The second mass air attack in days has been launched by Russia across Ukraine with a barrage of rockets fired at several regions across the country. The aim of the mass attack, authorities said, appeared to be to destroy Ukraine’s power grid in the hope that damaging Ukraine in the rear will enable Russia to make gains on the battlefield.
In Kyiv explosions have been heard in the south western district of Holosiivkyi, on Ukraine’s right bank, as well as the eastern districts of Dniprovskyi and Desnyanskyi, according to Kyiv’s mayor Vitaliy Klitschko. It is not yet clear if the rockets hit their targets or the sounds were that of Ukraine’s air defence.

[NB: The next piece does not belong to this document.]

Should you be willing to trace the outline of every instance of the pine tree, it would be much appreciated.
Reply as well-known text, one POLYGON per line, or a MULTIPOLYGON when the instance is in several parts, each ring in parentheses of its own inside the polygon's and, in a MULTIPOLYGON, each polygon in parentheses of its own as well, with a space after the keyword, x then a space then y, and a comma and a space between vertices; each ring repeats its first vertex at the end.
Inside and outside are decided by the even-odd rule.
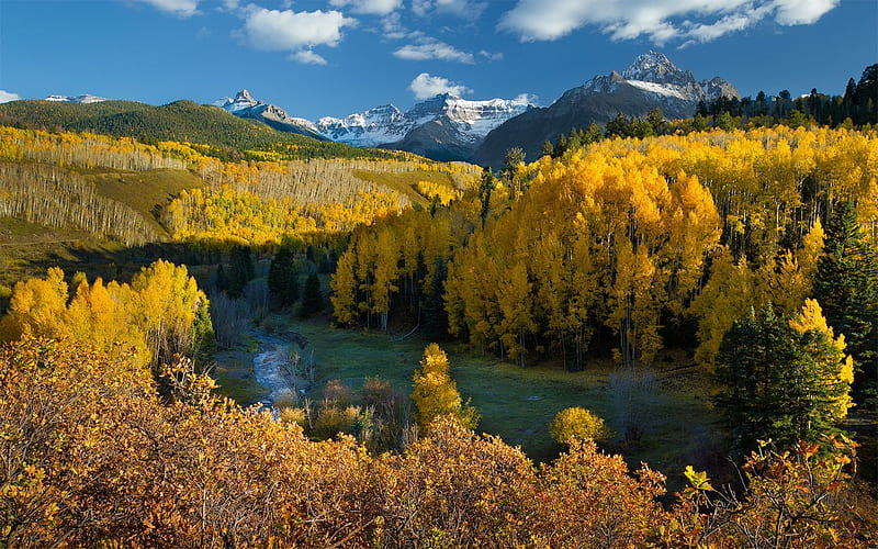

Elsewhere, Ukraine’s eastern and central regions of Kharkiv and Poltava, the authorities have reported power outages. The governor of Kharkiv, Oleh Syniehubov, confirmed that energy infrastructure had been hit and Ukraine’s public broadcasts Suspilne said there were power outages in the region.
A senior Ukrainian presidential official said on Friday that emergency power shutdowns were being brought in across the country after Russian missiles hit energy facilities in several regions. Russia launched dozens of missiles at Ukraine, the latest in a wave of attacks on critical infrastructure.
Two people have died and a further five injured including two children after a rocket hit a residential building in Kryvyi Rih, the head of Dnipro region, Valentyn Reznichenko said on his Telegram. The injured are being treated in hospital. The building’s entrance was destroyed in the attack, he added.
At least eight people were killed and 23 injured by Ukrainian shelling in the Russian-controlled Luhansk region of Ukraine, Russia’s state TASS news agency reported on Friday, citing an unidentified source in the emergency services. The shelling destroyed a building in the village of Lantrativka and some people were trapped under rubble, TASS said.
The head of Ukraine’s armed forces believes Russia will make a renewed attempt at capturing the capital, Kyiv, after its previous attack was repelled earlier this year. In an interview with the Economist, Gen Valeriy Zaluzhny said he was trying to prepare for Russian forces to have another go at taking the city, possibly in February or March.
Russian shelling killed two people, including a Red Cross worker, in Kherson on Thursday and completely cut power in the southern city, Ukrainian officials said, with temperatures near freezing. Moscow-allied officials in the Russian-occupied city of Donetsk, meanwhile, said they had come under some of the heaviest shelling in years from Ukrainian forces, leaving one person dead.